Bize Yezid, ona Hammâd b. Seleme, ona da Ya'lâ b. Atâ, Abdullah b. Yesar’ın şöyle anlattığını rivayet etmiştir: Amr b. Hureys, Hz. Ali’nin hastalanan oğlu Hasan’ı ziyaret için gitmişti. Hz. Ali 'İçinde beslediğin o duygulara rağmen, Hasan’ı ziyarete mi geldin?' deyince, Amr 'Sen benim Rabbim değilsin ki kalbimi dilediğin yöne çeviresin' diye onun söylediğine itiraz etti. Hz. Ali de “Bu durum, sana Hz. Peygamber'den (sav) işittiğimiz şu nasihati yapmamıza mani değildir' dedi: "Hasta kardeşini ziyaret eden her bir Müslüman için Allah (cc) yetmiş bin melek gönderir.
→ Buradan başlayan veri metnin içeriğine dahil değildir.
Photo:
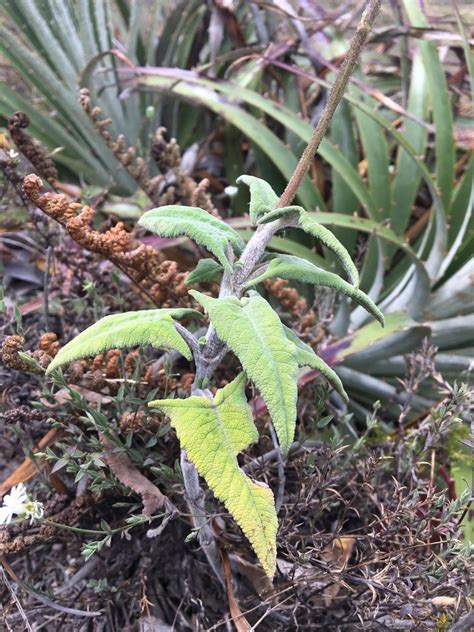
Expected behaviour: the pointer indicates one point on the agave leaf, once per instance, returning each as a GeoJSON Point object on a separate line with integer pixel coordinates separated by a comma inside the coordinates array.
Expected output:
{"type": "Point", "coordinates": [306, 356]}
{"type": "Point", "coordinates": [153, 327]}
{"type": "Point", "coordinates": [213, 432]}
{"type": "Point", "coordinates": [376, 152]}
{"type": "Point", "coordinates": [252, 330]}
{"type": "Point", "coordinates": [262, 197]}
{"type": "Point", "coordinates": [296, 269]}
{"type": "Point", "coordinates": [455, 297]}
{"type": "Point", "coordinates": [370, 343]}
{"type": "Point", "coordinates": [206, 271]}
{"type": "Point", "coordinates": [198, 225]}
{"type": "Point", "coordinates": [440, 104]}
{"type": "Point", "coordinates": [344, 199]}
{"type": "Point", "coordinates": [407, 180]}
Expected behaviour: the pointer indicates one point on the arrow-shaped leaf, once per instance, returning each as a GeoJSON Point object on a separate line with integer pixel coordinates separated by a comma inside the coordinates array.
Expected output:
{"type": "Point", "coordinates": [294, 268]}
{"type": "Point", "coordinates": [213, 432]}
{"type": "Point", "coordinates": [153, 327]}
{"type": "Point", "coordinates": [252, 330]}
{"type": "Point", "coordinates": [198, 225]}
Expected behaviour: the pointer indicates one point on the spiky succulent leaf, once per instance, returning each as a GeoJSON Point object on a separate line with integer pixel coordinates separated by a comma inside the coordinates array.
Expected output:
{"type": "Point", "coordinates": [297, 269]}
{"type": "Point", "coordinates": [153, 327]}
{"type": "Point", "coordinates": [262, 197]}
{"type": "Point", "coordinates": [213, 432]}
{"type": "Point", "coordinates": [306, 356]}
{"type": "Point", "coordinates": [206, 271]}
{"type": "Point", "coordinates": [198, 225]}
{"type": "Point", "coordinates": [252, 330]}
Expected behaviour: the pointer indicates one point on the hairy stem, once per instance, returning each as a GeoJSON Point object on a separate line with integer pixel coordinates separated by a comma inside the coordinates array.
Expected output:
{"type": "Point", "coordinates": [213, 351]}
{"type": "Point", "coordinates": [347, 68]}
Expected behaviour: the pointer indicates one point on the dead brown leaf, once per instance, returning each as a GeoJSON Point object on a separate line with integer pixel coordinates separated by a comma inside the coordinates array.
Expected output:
{"type": "Point", "coordinates": [127, 473]}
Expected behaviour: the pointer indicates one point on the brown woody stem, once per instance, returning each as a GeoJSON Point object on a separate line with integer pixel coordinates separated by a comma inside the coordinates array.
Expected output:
{"type": "Point", "coordinates": [335, 95]}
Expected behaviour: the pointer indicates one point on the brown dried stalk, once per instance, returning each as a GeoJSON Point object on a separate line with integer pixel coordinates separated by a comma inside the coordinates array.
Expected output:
{"type": "Point", "coordinates": [172, 185]}
{"type": "Point", "coordinates": [32, 149]}
{"type": "Point", "coordinates": [159, 280]}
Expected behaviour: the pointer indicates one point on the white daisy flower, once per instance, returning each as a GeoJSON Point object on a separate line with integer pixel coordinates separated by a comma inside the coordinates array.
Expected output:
{"type": "Point", "coordinates": [17, 503]}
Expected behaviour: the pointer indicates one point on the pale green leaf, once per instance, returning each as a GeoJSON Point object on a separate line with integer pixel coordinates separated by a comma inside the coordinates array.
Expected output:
{"type": "Point", "coordinates": [262, 197]}
{"type": "Point", "coordinates": [325, 236]}
{"type": "Point", "coordinates": [252, 330]}
{"type": "Point", "coordinates": [198, 225]}
{"type": "Point", "coordinates": [206, 271]}
{"type": "Point", "coordinates": [153, 327]}
{"type": "Point", "coordinates": [213, 432]}
{"type": "Point", "coordinates": [306, 356]}
{"type": "Point", "coordinates": [307, 223]}
{"type": "Point", "coordinates": [294, 268]}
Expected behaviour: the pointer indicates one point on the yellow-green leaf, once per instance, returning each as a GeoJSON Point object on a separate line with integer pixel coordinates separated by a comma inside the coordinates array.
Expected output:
{"type": "Point", "coordinates": [153, 327]}
{"type": "Point", "coordinates": [252, 330]}
{"type": "Point", "coordinates": [213, 432]}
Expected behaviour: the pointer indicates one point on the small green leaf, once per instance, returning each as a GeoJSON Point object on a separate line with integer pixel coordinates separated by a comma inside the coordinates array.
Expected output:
{"type": "Point", "coordinates": [198, 225]}
{"type": "Point", "coordinates": [325, 236]}
{"type": "Point", "coordinates": [206, 271]}
{"type": "Point", "coordinates": [262, 197]}
{"type": "Point", "coordinates": [213, 432]}
{"type": "Point", "coordinates": [254, 333]}
{"type": "Point", "coordinates": [153, 327]}
{"type": "Point", "coordinates": [294, 268]}
{"type": "Point", "coordinates": [306, 356]}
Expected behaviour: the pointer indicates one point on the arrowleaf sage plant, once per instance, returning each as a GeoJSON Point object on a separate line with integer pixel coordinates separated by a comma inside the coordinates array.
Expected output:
{"type": "Point", "coordinates": [214, 427]}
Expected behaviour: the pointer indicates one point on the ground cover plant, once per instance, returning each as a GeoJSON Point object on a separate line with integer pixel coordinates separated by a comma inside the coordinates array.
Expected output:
{"type": "Point", "coordinates": [369, 497]}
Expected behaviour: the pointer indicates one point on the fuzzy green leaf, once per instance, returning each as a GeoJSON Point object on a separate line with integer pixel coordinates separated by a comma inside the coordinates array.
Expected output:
{"type": "Point", "coordinates": [294, 268]}
{"type": "Point", "coordinates": [262, 197]}
{"type": "Point", "coordinates": [206, 271]}
{"type": "Point", "coordinates": [198, 225]}
{"type": "Point", "coordinates": [325, 236]}
{"type": "Point", "coordinates": [252, 330]}
{"type": "Point", "coordinates": [213, 432]}
{"type": "Point", "coordinates": [153, 327]}
{"type": "Point", "coordinates": [306, 356]}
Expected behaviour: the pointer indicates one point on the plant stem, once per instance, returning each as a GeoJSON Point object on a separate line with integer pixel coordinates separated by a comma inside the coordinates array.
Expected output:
{"type": "Point", "coordinates": [335, 95]}
{"type": "Point", "coordinates": [212, 352]}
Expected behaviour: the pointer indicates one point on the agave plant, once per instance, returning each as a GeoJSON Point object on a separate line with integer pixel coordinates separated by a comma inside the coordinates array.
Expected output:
{"type": "Point", "coordinates": [419, 273]}
{"type": "Point", "coordinates": [58, 47]}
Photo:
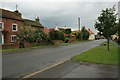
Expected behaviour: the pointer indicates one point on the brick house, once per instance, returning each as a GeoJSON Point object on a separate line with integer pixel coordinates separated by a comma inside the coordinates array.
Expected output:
{"type": "Point", "coordinates": [10, 23]}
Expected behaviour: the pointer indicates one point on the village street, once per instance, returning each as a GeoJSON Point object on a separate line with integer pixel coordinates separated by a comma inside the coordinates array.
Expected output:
{"type": "Point", "coordinates": [23, 63]}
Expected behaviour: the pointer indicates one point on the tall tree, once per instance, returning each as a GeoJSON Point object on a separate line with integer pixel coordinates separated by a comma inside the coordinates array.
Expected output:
{"type": "Point", "coordinates": [106, 23]}
{"type": "Point", "coordinates": [85, 33]}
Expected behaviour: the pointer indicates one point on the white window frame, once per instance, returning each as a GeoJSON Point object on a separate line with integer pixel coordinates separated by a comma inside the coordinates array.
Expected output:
{"type": "Point", "coordinates": [2, 26]}
{"type": "Point", "coordinates": [13, 36]}
{"type": "Point", "coordinates": [2, 36]}
{"type": "Point", "coordinates": [16, 27]}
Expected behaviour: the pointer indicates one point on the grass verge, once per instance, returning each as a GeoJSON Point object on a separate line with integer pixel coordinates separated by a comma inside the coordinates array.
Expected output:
{"type": "Point", "coordinates": [100, 55]}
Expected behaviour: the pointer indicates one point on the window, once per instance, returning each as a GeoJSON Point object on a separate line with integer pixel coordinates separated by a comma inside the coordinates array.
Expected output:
{"type": "Point", "coordinates": [1, 39]}
{"type": "Point", "coordinates": [13, 38]}
{"type": "Point", "coordinates": [14, 27]}
{"type": "Point", "coordinates": [1, 25]}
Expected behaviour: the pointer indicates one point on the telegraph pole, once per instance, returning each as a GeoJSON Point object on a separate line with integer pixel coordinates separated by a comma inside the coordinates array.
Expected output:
{"type": "Point", "coordinates": [79, 24]}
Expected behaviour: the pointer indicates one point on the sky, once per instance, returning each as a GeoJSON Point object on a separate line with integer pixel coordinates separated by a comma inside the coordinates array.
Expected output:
{"type": "Point", "coordinates": [62, 13]}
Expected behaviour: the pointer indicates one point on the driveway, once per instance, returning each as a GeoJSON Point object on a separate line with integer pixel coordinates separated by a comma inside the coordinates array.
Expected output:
{"type": "Point", "coordinates": [17, 65]}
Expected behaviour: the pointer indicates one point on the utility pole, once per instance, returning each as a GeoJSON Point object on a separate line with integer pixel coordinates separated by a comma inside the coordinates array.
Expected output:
{"type": "Point", "coordinates": [79, 24]}
{"type": "Point", "coordinates": [16, 7]}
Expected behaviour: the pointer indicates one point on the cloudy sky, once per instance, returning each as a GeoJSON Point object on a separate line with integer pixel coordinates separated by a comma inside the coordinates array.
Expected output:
{"type": "Point", "coordinates": [61, 13]}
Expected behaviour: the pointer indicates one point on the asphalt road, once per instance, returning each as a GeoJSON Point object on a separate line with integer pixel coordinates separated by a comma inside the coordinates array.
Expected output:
{"type": "Point", "coordinates": [17, 65]}
{"type": "Point", "coordinates": [72, 69]}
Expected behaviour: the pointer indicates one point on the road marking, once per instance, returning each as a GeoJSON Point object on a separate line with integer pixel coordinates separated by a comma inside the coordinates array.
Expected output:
{"type": "Point", "coordinates": [34, 73]}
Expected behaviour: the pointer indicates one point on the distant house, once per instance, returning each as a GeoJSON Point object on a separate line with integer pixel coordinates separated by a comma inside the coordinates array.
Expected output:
{"type": "Point", "coordinates": [10, 22]}
{"type": "Point", "coordinates": [91, 34]}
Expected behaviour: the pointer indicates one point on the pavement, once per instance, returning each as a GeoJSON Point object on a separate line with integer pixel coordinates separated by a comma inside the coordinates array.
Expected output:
{"type": "Point", "coordinates": [21, 64]}
{"type": "Point", "coordinates": [72, 69]}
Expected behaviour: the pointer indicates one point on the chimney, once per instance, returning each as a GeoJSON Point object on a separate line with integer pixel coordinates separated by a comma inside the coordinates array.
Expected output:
{"type": "Point", "coordinates": [37, 19]}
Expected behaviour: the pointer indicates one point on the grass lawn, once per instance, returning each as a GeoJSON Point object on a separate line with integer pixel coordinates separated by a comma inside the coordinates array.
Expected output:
{"type": "Point", "coordinates": [100, 55]}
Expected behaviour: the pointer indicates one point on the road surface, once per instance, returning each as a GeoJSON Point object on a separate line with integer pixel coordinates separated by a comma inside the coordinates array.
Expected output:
{"type": "Point", "coordinates": [16, 65]}
{"type": "Point", "coordinates": [72, 69]}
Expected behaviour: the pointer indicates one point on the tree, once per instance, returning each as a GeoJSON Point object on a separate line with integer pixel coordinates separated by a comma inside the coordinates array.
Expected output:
{"type": "Point", "coordinates": [39, 36]}
{"type": "Point", "coordinates": [77, 34]}
{"type": "Point", "coordinates": [118, 31]}
{"type": "Point", "coordinates": [56, 35]}
{"type": "Point", "coordinates": [106, 23]}
{"type": "Point", "coordinates": [84, 33]}
{"type": "Point", "coordinates": [67, 31]}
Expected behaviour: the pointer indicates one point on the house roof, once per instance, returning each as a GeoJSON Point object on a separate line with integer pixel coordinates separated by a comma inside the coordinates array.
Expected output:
{"type": "Point", "coordinates": [32, 23]}
{"type": "Point", "coordinates": [16, 15]}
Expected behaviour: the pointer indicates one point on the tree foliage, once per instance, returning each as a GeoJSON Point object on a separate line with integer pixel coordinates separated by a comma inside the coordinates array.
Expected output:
{"type": "Point", "coordinates": [56, 35]}
{"type": "Point", "coordinates": [78, 35]}
{"type": "Point", "coordinates": [67, 31]}
{"type": "Point", "coordinates": [84, 34]}
{"type": "Point", "coordinates": [106, 23]}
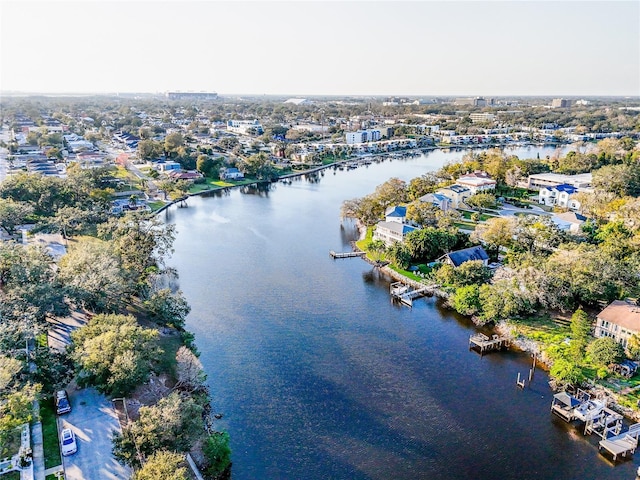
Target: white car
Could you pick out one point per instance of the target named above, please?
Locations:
(68, 442)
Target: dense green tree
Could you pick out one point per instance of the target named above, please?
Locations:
(399, 255)
(392, 192)
(494, 233)
(173, 142)
(258, 166)
(426, 183)
(54, 369)
(94, 277)
(466, 300)
(168, 308)
(141, 242)
(422, 214)
(205, 165)
(149, 149)
(566, 372)
(481, 201)
(429, 243)
(114, 353)
(633, 346)
(472, 272)
(174, 423)
(190, 374)
(13, 213)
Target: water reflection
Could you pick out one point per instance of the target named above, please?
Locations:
(320, 376)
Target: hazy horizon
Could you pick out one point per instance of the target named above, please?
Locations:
(304, 48)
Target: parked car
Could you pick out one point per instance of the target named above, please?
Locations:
(62, 402)
(68, 442)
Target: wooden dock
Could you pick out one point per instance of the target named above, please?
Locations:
(482, 343)
(345, 254)
(406, 295)
(622, 444)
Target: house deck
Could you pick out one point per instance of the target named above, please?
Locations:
(483, 343)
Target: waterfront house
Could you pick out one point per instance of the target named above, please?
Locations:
(477, 182)
(559, 195)
(620, 320)
(231, 173)
(168, 166)
(457, 194)
(540, 180)
(395, 214)
(458, 257)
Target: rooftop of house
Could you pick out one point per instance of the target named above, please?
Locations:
(397, 211)
(433, 197)
(472, 253)
(475, 181)
(571, 217)
(456, 188)
(396, 227)
(565, 187)
(623, 313)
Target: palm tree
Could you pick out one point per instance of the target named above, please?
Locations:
(133, 201)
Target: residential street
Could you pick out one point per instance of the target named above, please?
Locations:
(94, 421)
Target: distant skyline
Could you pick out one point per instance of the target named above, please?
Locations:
(430, 48)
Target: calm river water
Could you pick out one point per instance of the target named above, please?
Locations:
(320, 376)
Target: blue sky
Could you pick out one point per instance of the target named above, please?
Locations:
(330, 47)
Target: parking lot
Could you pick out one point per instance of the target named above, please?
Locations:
(93, 421)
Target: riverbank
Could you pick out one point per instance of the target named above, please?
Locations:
(356, 157)
(534, 337)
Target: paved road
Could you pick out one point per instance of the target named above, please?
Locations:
(93, 420)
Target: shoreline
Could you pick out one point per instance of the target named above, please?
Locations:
(518, 343)
(356, 157)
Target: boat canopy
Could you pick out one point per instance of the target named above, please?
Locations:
(566, 399)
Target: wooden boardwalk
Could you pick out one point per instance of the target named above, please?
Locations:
(405, 294)
(622, 444)
(481, 342)
(345, 254)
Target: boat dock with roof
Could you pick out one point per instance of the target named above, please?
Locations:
(483, 343)
(599, 420)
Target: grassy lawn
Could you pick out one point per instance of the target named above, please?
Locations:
(483, 216)
(542, 329)
(466, 225)
(364, 243)
(50, 433)
(11, 476)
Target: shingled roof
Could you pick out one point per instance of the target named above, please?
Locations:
(625, 314)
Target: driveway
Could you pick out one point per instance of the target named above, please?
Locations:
(94, 421)
(510, 210)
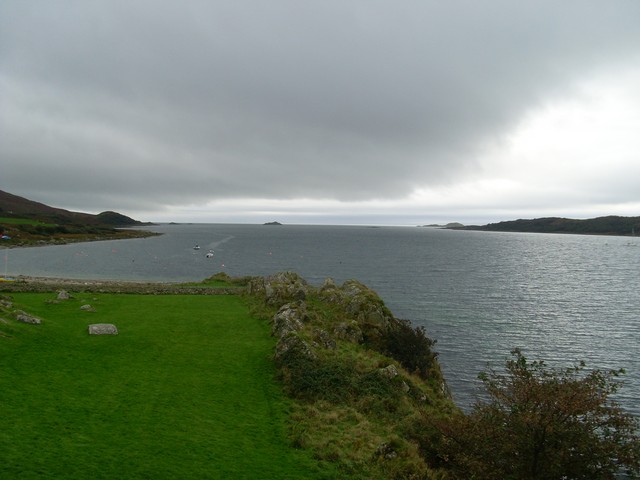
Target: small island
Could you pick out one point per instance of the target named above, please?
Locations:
(609, 225)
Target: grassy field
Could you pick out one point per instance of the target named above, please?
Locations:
(186, 390)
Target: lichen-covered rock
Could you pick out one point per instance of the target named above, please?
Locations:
(349, 331)
(63, 295)
(284, 287)
(290, 318)
(26, 318)
(389, 371)
(324, 340)
(103, 329)
(293, 344)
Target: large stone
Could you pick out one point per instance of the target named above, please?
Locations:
(63, 295)
(26, 318)
(103, 329)
(290, 318)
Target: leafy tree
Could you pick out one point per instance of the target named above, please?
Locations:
(542, 423)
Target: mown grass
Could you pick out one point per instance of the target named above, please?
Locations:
(186, 390)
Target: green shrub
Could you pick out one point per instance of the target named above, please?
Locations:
(411, 347)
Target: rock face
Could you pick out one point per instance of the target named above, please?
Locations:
(280, 288)
(103, 329)
(287, 324)
(63, 295)
(26, 318)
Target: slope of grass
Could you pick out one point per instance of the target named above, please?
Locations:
(186, 390)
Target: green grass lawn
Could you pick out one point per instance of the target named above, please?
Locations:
(186, 390)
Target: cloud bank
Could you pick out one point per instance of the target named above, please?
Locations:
(154, 107)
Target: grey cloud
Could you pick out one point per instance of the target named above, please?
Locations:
(166, 103)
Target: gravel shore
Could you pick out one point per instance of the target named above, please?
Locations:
(49, 284)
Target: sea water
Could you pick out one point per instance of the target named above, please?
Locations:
(559, 298)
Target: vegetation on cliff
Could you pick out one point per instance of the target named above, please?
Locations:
(365, 397)
(25, 222)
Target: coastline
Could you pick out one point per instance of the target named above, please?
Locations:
(24, 283)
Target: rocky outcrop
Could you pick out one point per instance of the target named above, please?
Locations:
(26, 318)
(103, 329)
(287, 324)
(280, 288)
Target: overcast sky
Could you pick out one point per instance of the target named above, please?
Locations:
(346, 111)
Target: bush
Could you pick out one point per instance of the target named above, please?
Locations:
(411, 347)
(543, 423)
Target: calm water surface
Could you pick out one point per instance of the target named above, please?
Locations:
(561, 298)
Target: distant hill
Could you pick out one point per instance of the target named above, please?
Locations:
(609, 225)
(13, 206)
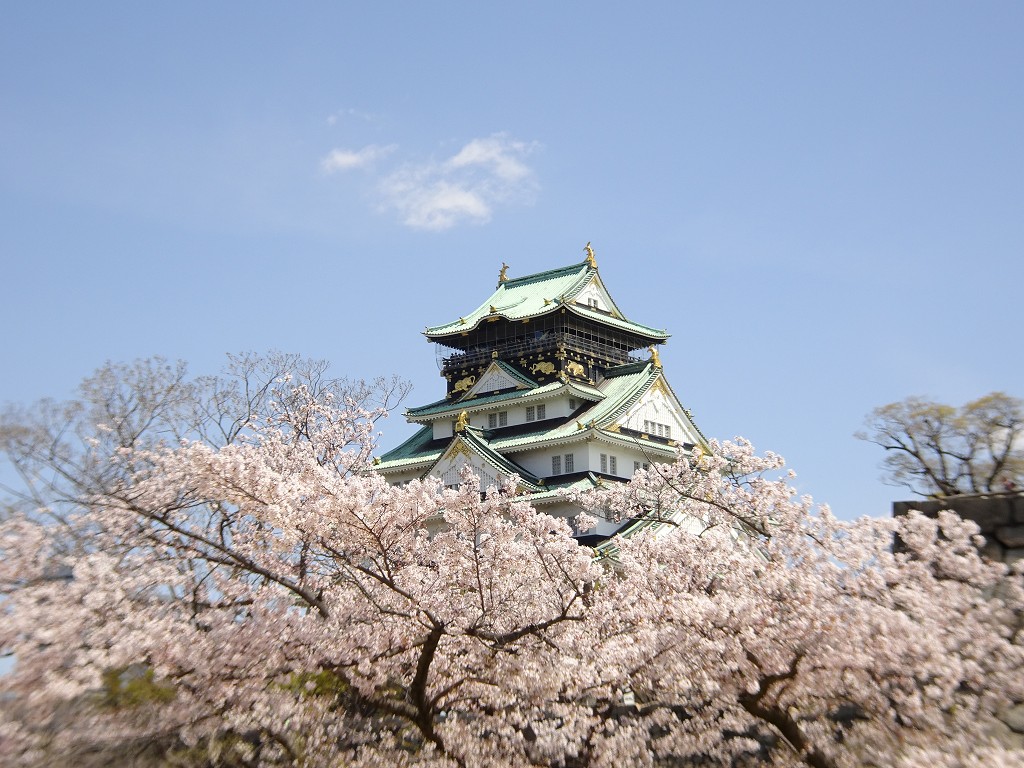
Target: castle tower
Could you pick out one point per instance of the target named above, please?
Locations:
(549, 381)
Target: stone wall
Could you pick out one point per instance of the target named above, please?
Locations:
(1000, 517)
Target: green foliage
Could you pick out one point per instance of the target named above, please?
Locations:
(938, 450)
(132, 686)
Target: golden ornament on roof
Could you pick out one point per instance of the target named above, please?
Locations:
(654, 357)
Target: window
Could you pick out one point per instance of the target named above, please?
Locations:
(655, 429)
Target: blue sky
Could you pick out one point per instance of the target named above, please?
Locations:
(822, 202)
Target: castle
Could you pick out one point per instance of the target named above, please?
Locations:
(547, 381)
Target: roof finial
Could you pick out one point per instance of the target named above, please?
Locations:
(654, 356)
Bu melekler, ziyaret vakti gündüzün hangi saatinde gerçekleşmişse o andan akşama, gecenin hangi saatinde yapılmışsa da o andan sabaha kadar ona dua ve istiğfar ederler." Amr (b. Hureys), Hz. Ali'ye 'Cenaze ile birlikte yürüme konusunda ne dersin? Önünde mi, yoksa arkasında mı yürümek daha faziletlidir?' diye sorunca, Hz. Ali 'Cenazenin önüne nazaran arkasında yürümenin fazileti, cemaatle kılınan farz namazın tek başına kılınan namaza olan fazileti gibidir' dedi. Amr 'Ama ben Ebu Bekir ve Ömer’i cenazenin önünde yürürlerken gördüm” deyince, Hz. Ali 'Onlar insanlara sıkıntı vermek istemedikleri için öyle yapmışlardır” diye cevap verdi.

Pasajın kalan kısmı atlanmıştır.